# Comparing Quality in the O lines



## bluejean0001 (Dec 27, 2009)

Hello,

I am a new subscriber to this site and I am beginning to collect O style locomotives. I am primarily interested in any differences between the MTH premier line and the Lionel line. When I received my first Lionel train in the 60's, it was manufactured superbly. Do either of these lines now use many plastic parts compared to the metal parts of years past or is the quality comparable? Any help would be greatly appreciated.

Thank you,
Glenn


----------



## T-Man (May 16, 2008)

I am sorry I am not a new era guy. That's a very broad question and I have found out I cannot do them justice. Just go online and view their catalogs. I think now,. they are mostly plastic. Personally I don't have opinions on the new product lines I am still catching upon the old.When you do get a good answer you can post it here I need to get updated. I would like to know what you got so far. Tell me about them. Me, I keep buying older but some prewar style repros look nice.


----------



## Boston&Maine (Dec 19, 2007)

Hmm, where to start...

The MTH Premier line is the top MTH line... These products are true 1:48 scale, whereas MTH Railking are slightly smaller and traditionally sized... The steam locomotives are all metal, and the diesels have a plastic shell with a metal base... Most of the rolling stock is made out of plastic, contains a metal weight, and has all metal trucks, axles, and couplers...
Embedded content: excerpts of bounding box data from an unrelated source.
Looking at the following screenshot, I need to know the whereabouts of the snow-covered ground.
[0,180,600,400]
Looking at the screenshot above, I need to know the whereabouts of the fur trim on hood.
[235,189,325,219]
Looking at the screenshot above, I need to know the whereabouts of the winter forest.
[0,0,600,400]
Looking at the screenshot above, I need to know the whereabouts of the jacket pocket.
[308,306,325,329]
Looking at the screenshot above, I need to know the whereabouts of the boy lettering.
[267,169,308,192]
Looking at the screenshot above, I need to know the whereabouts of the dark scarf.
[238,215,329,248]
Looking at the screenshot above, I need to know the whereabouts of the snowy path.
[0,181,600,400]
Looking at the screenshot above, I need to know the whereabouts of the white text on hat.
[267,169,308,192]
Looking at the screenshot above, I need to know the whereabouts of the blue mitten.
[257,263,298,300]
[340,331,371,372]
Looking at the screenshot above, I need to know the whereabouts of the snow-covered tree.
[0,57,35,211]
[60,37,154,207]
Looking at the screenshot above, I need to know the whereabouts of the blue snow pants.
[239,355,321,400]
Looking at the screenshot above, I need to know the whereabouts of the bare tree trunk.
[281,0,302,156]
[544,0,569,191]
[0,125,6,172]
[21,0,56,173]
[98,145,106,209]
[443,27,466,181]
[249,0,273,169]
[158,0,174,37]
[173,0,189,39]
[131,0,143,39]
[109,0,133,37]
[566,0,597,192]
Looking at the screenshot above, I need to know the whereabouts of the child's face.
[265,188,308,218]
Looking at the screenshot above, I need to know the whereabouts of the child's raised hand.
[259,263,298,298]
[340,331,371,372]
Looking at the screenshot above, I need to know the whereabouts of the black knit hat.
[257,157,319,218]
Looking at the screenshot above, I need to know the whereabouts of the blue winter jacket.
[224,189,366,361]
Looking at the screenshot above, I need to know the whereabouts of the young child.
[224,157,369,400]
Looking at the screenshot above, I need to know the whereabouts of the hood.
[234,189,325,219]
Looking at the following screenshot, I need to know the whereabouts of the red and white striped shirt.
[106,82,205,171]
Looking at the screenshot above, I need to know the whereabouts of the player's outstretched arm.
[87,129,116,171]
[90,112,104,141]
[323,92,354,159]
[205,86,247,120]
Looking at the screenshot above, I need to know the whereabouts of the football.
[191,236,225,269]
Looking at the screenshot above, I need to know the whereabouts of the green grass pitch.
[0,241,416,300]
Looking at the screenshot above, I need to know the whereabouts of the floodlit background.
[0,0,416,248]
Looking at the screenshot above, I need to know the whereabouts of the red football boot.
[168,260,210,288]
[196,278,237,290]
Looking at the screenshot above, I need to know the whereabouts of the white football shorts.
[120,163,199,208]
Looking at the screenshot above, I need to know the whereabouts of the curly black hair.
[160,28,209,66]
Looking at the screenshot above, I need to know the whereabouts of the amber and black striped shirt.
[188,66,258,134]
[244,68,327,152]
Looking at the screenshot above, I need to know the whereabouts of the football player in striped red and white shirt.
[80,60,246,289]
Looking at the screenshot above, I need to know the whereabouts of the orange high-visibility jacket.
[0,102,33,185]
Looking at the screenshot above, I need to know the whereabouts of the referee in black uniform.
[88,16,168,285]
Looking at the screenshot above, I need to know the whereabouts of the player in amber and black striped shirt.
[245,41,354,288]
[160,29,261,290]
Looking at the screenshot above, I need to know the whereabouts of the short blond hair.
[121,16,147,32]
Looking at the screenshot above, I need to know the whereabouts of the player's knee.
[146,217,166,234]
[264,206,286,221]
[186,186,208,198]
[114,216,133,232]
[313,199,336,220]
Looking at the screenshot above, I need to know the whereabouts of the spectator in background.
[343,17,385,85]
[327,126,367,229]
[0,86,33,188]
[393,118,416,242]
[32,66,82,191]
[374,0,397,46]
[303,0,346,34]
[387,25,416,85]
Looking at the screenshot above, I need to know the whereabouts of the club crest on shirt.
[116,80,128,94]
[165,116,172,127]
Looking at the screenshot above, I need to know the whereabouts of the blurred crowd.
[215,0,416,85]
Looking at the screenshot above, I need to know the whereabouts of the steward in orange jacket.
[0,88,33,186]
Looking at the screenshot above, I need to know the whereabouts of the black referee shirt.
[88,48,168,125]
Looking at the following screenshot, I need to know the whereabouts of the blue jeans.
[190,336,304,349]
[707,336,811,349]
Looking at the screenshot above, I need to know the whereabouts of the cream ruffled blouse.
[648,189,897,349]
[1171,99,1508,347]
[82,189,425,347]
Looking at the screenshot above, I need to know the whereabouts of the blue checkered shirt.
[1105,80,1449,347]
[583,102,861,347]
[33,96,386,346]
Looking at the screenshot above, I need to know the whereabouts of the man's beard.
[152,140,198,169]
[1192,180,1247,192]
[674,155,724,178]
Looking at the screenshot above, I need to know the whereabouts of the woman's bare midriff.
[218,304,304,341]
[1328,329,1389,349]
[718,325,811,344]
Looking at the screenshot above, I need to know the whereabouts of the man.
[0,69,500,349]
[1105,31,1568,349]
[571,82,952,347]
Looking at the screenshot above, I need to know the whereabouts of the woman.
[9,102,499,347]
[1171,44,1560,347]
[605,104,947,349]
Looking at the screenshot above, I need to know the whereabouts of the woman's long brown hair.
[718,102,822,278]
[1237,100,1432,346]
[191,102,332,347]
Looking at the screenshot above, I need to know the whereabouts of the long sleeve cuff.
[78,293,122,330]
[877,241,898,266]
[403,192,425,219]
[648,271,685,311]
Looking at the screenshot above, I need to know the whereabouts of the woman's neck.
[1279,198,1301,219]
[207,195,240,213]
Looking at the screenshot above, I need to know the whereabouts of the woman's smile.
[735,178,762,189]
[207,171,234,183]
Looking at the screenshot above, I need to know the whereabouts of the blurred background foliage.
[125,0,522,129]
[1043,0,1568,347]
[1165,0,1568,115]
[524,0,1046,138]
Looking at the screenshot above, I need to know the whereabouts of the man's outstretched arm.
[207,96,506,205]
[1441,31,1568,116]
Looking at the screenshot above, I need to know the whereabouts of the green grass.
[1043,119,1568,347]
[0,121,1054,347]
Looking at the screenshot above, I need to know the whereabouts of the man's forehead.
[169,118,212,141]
Comparable to the MTH Premier line is the Lionel "Standard O" line... IMO these pieces (the newer ones) are definitely more detailed then their MTH counterparts... _Some_ pieces of rolling stock have metal chains, hand rails, ladders, etc... To me, Lionel "Standard O" line rolling stock is the top of the line when it comes to modern O scale... I can not comment on their locomotives though as I have never owned one...


----------